Why can’t I be more like Bill James, or, The use of default and default-like models

During our discussion of estimates of teacher performance, Steve Sailer wrote:

I suspect we’re going to take years to work the kinks out of overall rating systems.

By way of analogy, Bill James kicked off the modern era of baseball statistics analysis around 1975. But he stuck to doing smaller scale analyses and avoided trying to build one giant overall model for rating players. In contrast, other analysts such as Pete Palmer rushed into building overall ranking systems, such as his 1984 book, but they tended to generate curious results such as the greatness of Roy Smalley Jr.. James held off until 1999 before unveiling his win share model for overall rankings.

I remember looking at Pete Palmer’s book many years ago and being disappointed that he did everything through his Linear Weights formula. A hit is worth X, a walk is worth Y, etc. Some of this is good–it’s presumably an improvement on counting walks as 0 or 1 hits, also an improvement on counting doubles and triples as equal to 2 and 3 hits, and so forth. The problem–besides the inherent inflexibility of a linear model with no interactions–is that Palmer seemed chained to it. When the model gave silly results, Palmer just kept with it. I don’t do that with my statistical models. When I get a surprising result, I look more carefully. And if it really is a mistake of some sort, I go and change the model (see, for example, the discussion here). Now this is a bit unfair: after all, Palmer’s a sportswriter and I’m a professional statistician–it’s my job to check my models.

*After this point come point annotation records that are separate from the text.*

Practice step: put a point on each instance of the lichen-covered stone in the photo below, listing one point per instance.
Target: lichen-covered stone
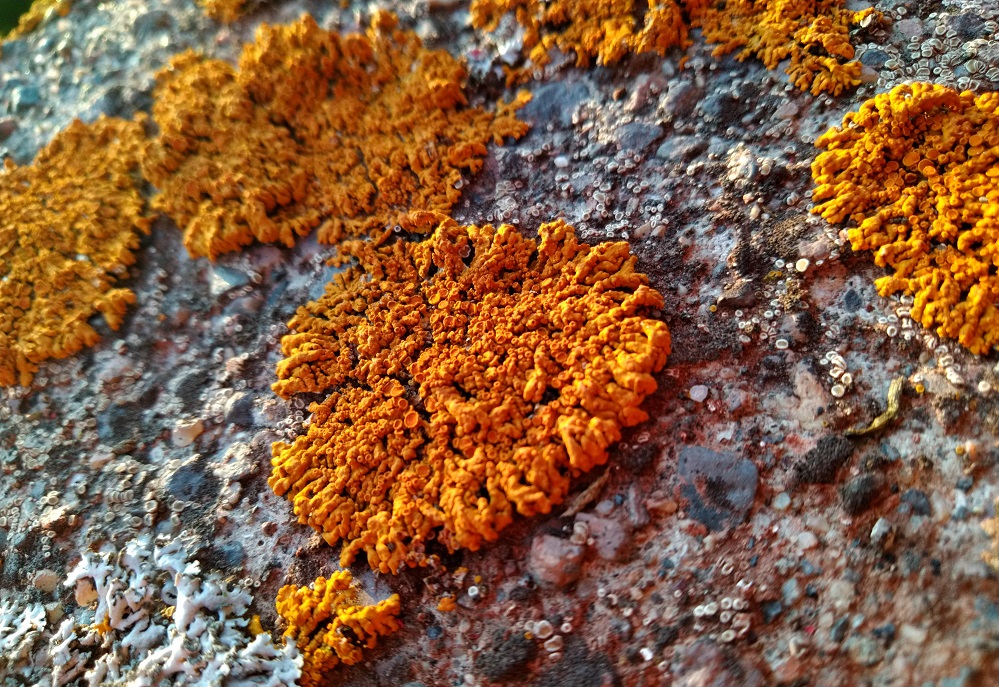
(348, 133)
(69, 224)
(467, 376)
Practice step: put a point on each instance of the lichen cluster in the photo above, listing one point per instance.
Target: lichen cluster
(465, 376)
(812, 34)
(349, 133)
(36, 14)
(330, 625)
(605, 30)
(68, 225)
(916, 171)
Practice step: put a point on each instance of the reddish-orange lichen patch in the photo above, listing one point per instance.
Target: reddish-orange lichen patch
(68, 225)
(813, 34)
(605, 30)
(224, 10)
(917, 171)
(349, 133)
(331, 626)
(466, 376)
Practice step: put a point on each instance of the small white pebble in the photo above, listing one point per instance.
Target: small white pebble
(698, 393)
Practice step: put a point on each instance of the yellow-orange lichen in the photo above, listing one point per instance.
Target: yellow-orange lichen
(813, 34)
(224, 10)
(350, 134)
(606, 30)
(465, 376)
(331, 626)
(39, 9)
(68, 225)
(916, 170)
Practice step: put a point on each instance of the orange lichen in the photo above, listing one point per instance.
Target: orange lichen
(350, 134)
(36, 14)
(917, 171)
(520, 361)
(70, 222)
(603, 29)
(331, 626)
(813, 34)
(991, 527)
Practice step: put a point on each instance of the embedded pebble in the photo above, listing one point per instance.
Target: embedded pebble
(698, 393)
(186, 431)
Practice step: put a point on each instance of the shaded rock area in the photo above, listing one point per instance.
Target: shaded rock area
(719, 486)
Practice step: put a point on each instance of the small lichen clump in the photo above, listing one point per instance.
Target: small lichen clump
(36, 14)
(68, 225)
(813, 34)
(466, 376)
(349, 133)
(330, 625)
(916, 170)
(605, 30)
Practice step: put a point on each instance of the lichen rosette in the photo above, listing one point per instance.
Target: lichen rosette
(463, 378)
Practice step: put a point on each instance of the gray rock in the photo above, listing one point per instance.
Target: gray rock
(239, 409)
(917, 500)
(555, 102)
(507, 659)
(611, 539)
(151, 23)
(875, 58)
(638, 136)
(555, 562)
(7, 127)
(681, 99)
(820, 464)
(968, 25)
(857, 494)
(224, 279)
(719, 486)
(681, 148)
(25, 97)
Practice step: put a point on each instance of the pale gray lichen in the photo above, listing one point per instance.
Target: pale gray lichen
(154, 618)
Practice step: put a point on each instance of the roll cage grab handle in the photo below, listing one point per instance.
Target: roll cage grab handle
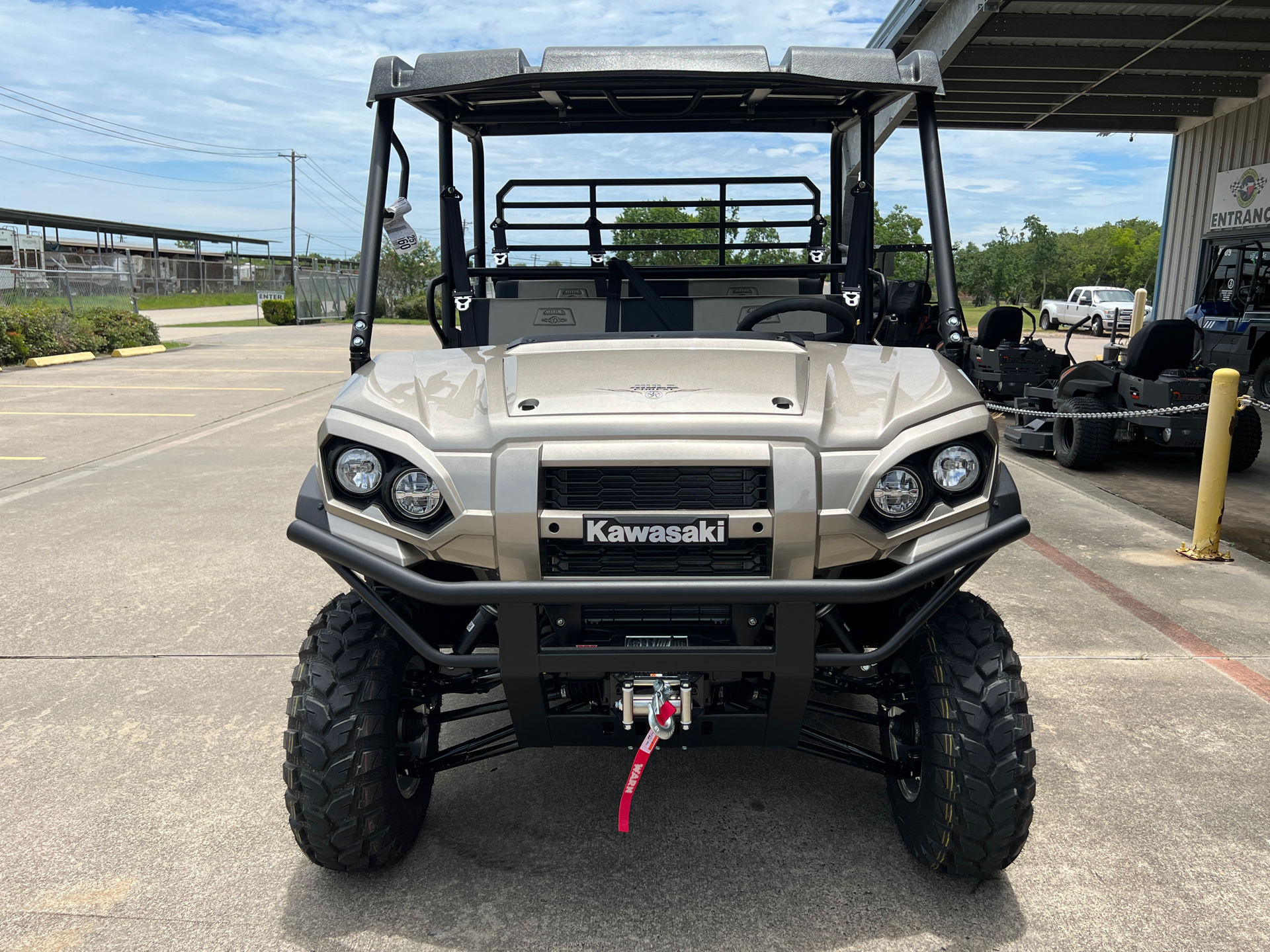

Still and all, my impression is that Palmer was locked into his regression models and that it hurt his sportswriting. Bill James had a comment once about some analysis of Palmer that gave players negative values in the declining years of their careers. As James wrote, your first assumption is that when a team keeps a player on their roster, they have a good reason. (I’m excepting Jim Rice from this analysis. Whenever he came up to bat with men on base, it was always a relief to see him strike out, as that meant that he’d avoided hitting into a double play.)

Bill James did not limit himself to linear models. He often used expressions of the form (A+B)/(C+D) or sqrt(A^2+B^2). This gave him more flexibility to fit data and also allowed him more entries into the modeling process: more ways to include prior information than simply to throw in variables.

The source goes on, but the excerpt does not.